On the December 17 broadcast of NBC's Meet the Press, former House Speaker Newt Gingrich (R-GA) claimed that, in 1999, the Internal Revenue Service "said there was nothing wrong" with funding a college course he had taught with tax-deductible donations, for which Gingrich was investigated by the House ethics committee, fined $300,000, and formally reprimanded by the Republican-controlled House of Representatives. Russert failed to challenge Gingrich's claim. In fact, even though the IRS' final report found no evidence of wrongdoing on Gingrich's part, it also said that the House ethics committee refused to provide all the evidence requested by the agency, despite recommendations from congressional investigators that evidence collected by the ethics committee be sent to the IRS, and that "if the Ethics Committee had rendered full cooperation with our examination, the transcripts might have affected our conclusion."

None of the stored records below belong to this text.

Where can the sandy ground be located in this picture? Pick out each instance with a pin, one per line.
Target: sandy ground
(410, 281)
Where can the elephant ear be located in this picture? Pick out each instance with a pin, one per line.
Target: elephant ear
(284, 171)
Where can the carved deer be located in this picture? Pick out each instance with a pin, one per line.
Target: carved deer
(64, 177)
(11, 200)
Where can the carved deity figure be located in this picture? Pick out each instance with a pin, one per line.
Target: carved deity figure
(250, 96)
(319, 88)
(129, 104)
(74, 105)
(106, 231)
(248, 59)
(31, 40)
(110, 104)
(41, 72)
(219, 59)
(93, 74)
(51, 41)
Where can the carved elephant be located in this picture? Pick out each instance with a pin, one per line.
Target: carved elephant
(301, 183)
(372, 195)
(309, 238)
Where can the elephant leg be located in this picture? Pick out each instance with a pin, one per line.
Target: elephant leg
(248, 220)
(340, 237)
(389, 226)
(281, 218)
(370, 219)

As Media Matters for America noted when Gingrich's former press secretary and current Washington Times editorial page editor Tony Blankley baselessly claimed that the investigation into Gingrich was a Clinton administration vendetta, the IRS' inquiry was first reported nine months after the ethics committee -- which is evenly divided between Democrats and Republicans -- unanimously voted in December 1995 to appoint a special counsel to investigate whether Gingrich had violated tax law. The New York Times reported on December 23, 1995, that the ethics committee had selected former Justice Department prosecutor James Cole to "investigate accusations that a course Mr. Gingrich taught at two colleges in Georgia was a political effort intended to circumvent tax laws." The Washington Post also reported on December 23, 1995, that there was a "question of whether Gingrich violated tax laws by using tax-deductible contributions to finance" the college course.

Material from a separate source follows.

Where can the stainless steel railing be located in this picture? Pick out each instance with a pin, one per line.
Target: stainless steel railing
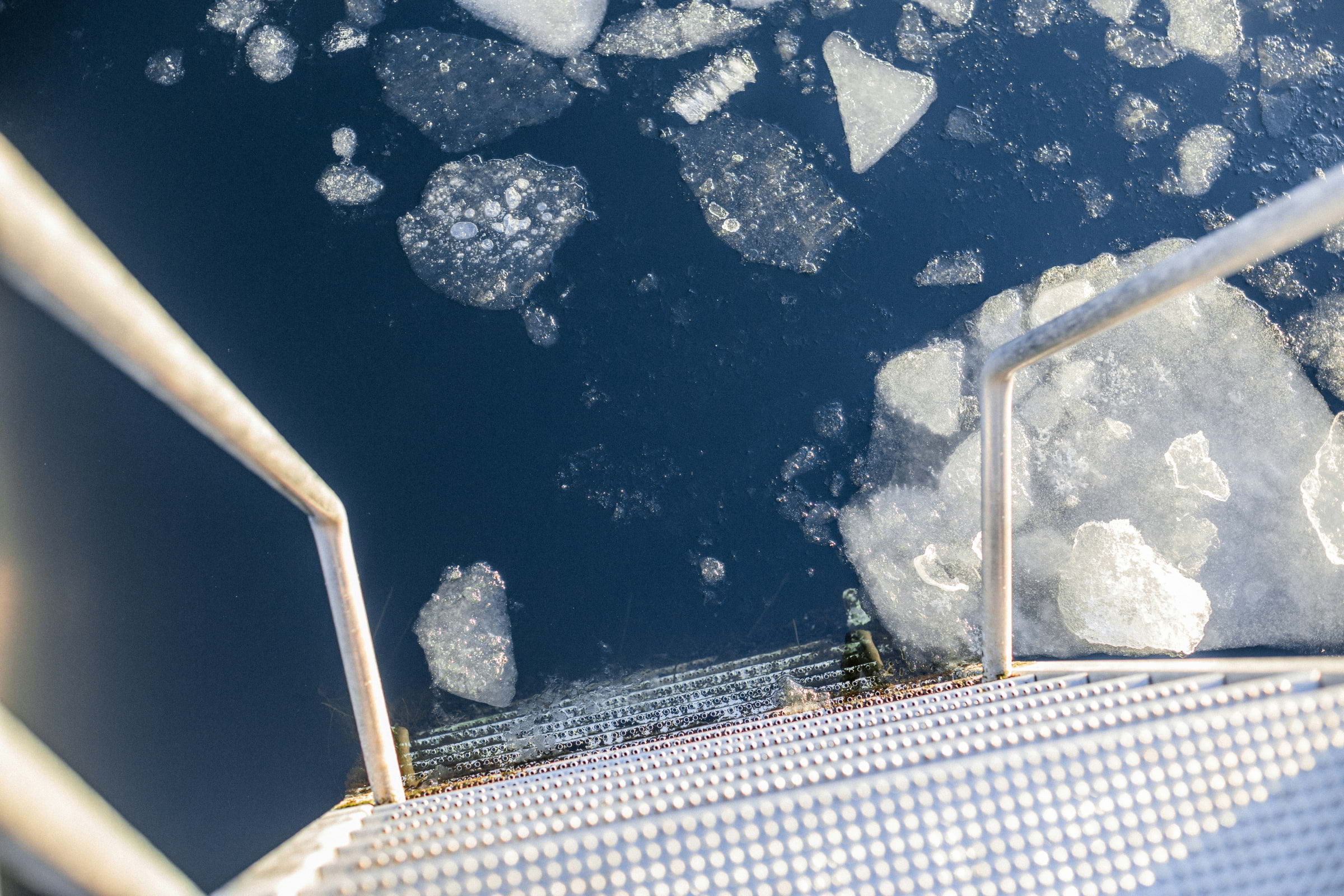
(54, 260)
(1284, 223)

The ethics committee released its final report on January 17, 1997, and voted 7-1 to recommend that the House fine and reprimand for failing to obtain adequate legal advice regarding the courses and for providing false information to the committee. The New York Times reported on January 18, 1997, that "investigators urged the full ethics committee to send the evidence it had collected to the Internal Revenue Service to assist its investigations involving Kennesaw State University and Reinhardt College, where Mr. Gingrich's college course was taught." The IRS released the findings of its investigation in early 1999. According to a February 27, 1999, Los Angeles Times article:
On its face, the IRS finding seems unequivocal. The 74-page document systematically examines the facts in the complex case and determines that the foundation "did not serve the private interests of" Gingrich or the GOP and did not play a role in any campaign.
However, in an unusual caveat, the IRS said that its conclusions were based "upon the facts available to us" and the agency did not have access to transcripts of witnesses' statements before the House Ethics Committee, which the panel refused to provide.

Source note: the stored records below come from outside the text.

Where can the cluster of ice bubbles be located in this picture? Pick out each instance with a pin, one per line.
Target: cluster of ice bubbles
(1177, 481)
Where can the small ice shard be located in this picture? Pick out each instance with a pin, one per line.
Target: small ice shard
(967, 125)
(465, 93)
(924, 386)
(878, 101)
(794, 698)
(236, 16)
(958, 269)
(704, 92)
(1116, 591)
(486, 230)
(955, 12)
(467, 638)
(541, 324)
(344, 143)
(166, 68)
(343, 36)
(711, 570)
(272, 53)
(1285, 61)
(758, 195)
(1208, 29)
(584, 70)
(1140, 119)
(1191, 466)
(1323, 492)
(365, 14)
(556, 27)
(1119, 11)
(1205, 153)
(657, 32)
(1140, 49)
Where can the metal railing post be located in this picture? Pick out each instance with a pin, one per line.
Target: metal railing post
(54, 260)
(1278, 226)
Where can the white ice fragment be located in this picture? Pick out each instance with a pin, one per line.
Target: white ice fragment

"It is possible that if the Ethics Committee had rendered full cooperation with our examination, the transcripts might have affected our conclusion," the IRS memorandum said.
It still is not clear why the ethics panel did not provide the IRS with the transcripts.
There also have been debates over whether IRS supervisors really examined the evidence fully or simply took a bow in hopes of heading off a clash with a powerful figure.
From the December 17 broadcast of Meet the Press:
RUSSERT: But you were reprimanded by the full House. They --
GINGRICH: For having signed a letter.
RUSSERT: -- and that you paid a fine or -- $300,000 --
GINGRICH: That's right.
RUSSERT: It's significant. It's significant.
GINGRICH: It is. I just said it's significant. And I paid the $300,000. Now, but here's the point: The rest of the stuff in that article about my -- the ethics charges are false. The Internal Revenue Service said there was nothing wrong with the course. I am a Ph.D. in history. I was teaching a college course. It's totally -- it goes back to free speech. I was allowed to teach courses. The Federal Election Commission was reprimanded by a federal judge and told that the charges against GOPAC were totally false. All in the course -- those things didn't make page one. And I fully expected my opponents -- remember, the Democrats were very mad after the '94 election. They had lost power. They -- for the first time in 40 years. They knew it couldn't be their fault, so it must be mine.